I talked to him all the way home.  It was nice to talk to someone who wasn't calling me names, cursing at me, and verbally abusing me.  If I were a lesser woman I would leave Ron for another man, one who would treat me better.  That's not to say I wanted to leave him for the driver, just that the driver was, to me, symbolic of all the nice guys out there who wouldn't dream of cursing me out.   Again, I am consoled by the fact God will expose all of this on judgment day. 

All I do is help Ron, you think he would be more appreciative of the fact.  I'm the only one who is there for him, 24/7/365.  I work sick.  I work depressed.  I work when I'm tired, when he's kept me up all night, and more.  I make sure he has food to eat, clean clothes, and more.  I take care of the cats.  He has all the fun of petting and treats, while I'm paying for and lugging home the cat food, changing the box, buying more litter, lugging that home, etc.  I put up with a lot, and when I do receive a word of appreciation it is done with the intent of manipulating me. 
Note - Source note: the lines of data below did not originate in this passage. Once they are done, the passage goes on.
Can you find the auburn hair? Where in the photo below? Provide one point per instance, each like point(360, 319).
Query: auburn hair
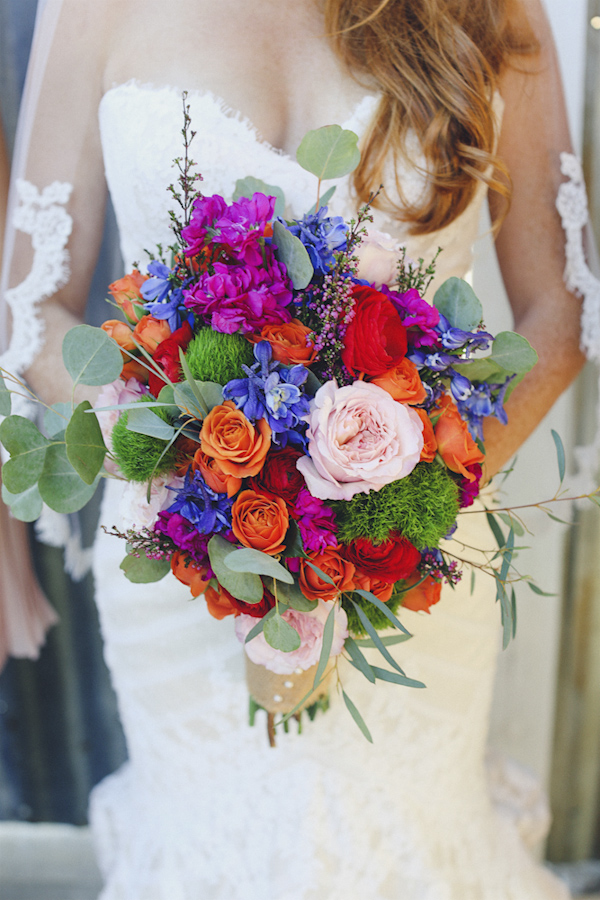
point(436, 64)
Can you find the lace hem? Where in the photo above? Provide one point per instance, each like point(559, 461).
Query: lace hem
point(43, 216)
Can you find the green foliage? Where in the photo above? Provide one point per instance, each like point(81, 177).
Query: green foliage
point(329, 152)
point(377, 618)
point(294, 255)
point(422, 506)
point(212, 356)
point(138, 454)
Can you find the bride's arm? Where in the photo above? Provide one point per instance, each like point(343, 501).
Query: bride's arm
point(531, 242)
point(60, 143)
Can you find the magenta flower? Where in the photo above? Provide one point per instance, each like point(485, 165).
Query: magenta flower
point(242, 298)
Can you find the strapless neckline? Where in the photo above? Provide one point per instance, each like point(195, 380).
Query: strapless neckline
point(362, 112)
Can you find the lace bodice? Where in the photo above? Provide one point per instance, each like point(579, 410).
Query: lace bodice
point(205, 809)
point(141, 135)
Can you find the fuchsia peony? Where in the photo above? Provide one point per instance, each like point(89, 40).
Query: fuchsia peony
point(309, 626)
point(360, 439)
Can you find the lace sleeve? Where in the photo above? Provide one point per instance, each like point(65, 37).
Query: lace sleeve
point(573, 209)
point(42, 216)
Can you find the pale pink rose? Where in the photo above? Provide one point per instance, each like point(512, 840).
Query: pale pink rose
point(377, 255)
point(136, 512)
point(309, 625)
point(118, 391)
point(360, 439)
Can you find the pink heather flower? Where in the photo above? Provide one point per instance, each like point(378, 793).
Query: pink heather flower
point(309, 626)
point(242, 298)
point(136, 512)
point(118, 391)
point(377, 256)
point(360, 439)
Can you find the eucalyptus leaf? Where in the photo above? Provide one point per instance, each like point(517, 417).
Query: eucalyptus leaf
point(26, 506)
point(143, 570)
point(280, 635)
point(60, 486)
point(325, 646)
point(56, 419)
point(142, 420)
point(383, 608)
point(329, 152)
point(396, 678)
point(242, 586)
point(357, 716)
point(513, 353)
point(27, 448)
point(5, 402)
point(258, 563)
point(246, 187)
point(457, 301)
point(91, 356)
point(324, 200)
point(294, 255)
point(560, 454)
point(359, 659)
point(370, 629)
point(85, 445)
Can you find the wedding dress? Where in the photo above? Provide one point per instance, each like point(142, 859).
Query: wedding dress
point(205, 809)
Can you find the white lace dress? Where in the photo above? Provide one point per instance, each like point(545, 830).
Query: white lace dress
point(205, 810)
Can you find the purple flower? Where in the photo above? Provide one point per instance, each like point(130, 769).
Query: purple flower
point(242, 298)
point(417, 315)
point(316, 522)
point(322, 235)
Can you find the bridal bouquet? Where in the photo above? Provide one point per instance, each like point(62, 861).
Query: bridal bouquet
point(296, 425)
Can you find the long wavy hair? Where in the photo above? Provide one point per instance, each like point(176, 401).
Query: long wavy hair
point(436, 64)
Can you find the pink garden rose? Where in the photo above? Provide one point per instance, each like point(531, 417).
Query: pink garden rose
point(378, 255)
point(309, 625)
point(360, 439)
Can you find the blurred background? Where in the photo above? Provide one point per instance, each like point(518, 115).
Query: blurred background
point(59, 727)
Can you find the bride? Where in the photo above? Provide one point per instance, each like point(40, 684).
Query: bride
point(450, 98)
I expect to be treated with dignity and respect.  I am not.  I give it, though.  I could share things on here, oh, could I.  But I won't, because I'm better than that. 

I wish he were. 

2 comments:

Anonymous said...

I can never go back
You have convinced me. Glad your shoulder is better. Be careful it could just be the alive gve yourself a bit more time off !

Heather Knits said...

That's the cool thing, I have only taken the painkiller a couple times since I got it, and I didn't take it yesterday. Well, I took it after just to be on the safe side but so far, so good!

I'm not losing like I did on Atkins but I had a banana for breakfast, I'll take the tradeoff. Of course I would like to get down to about 170 but if I stay around here I'll be OK. Good news is I am not gaining, and the pain is gone.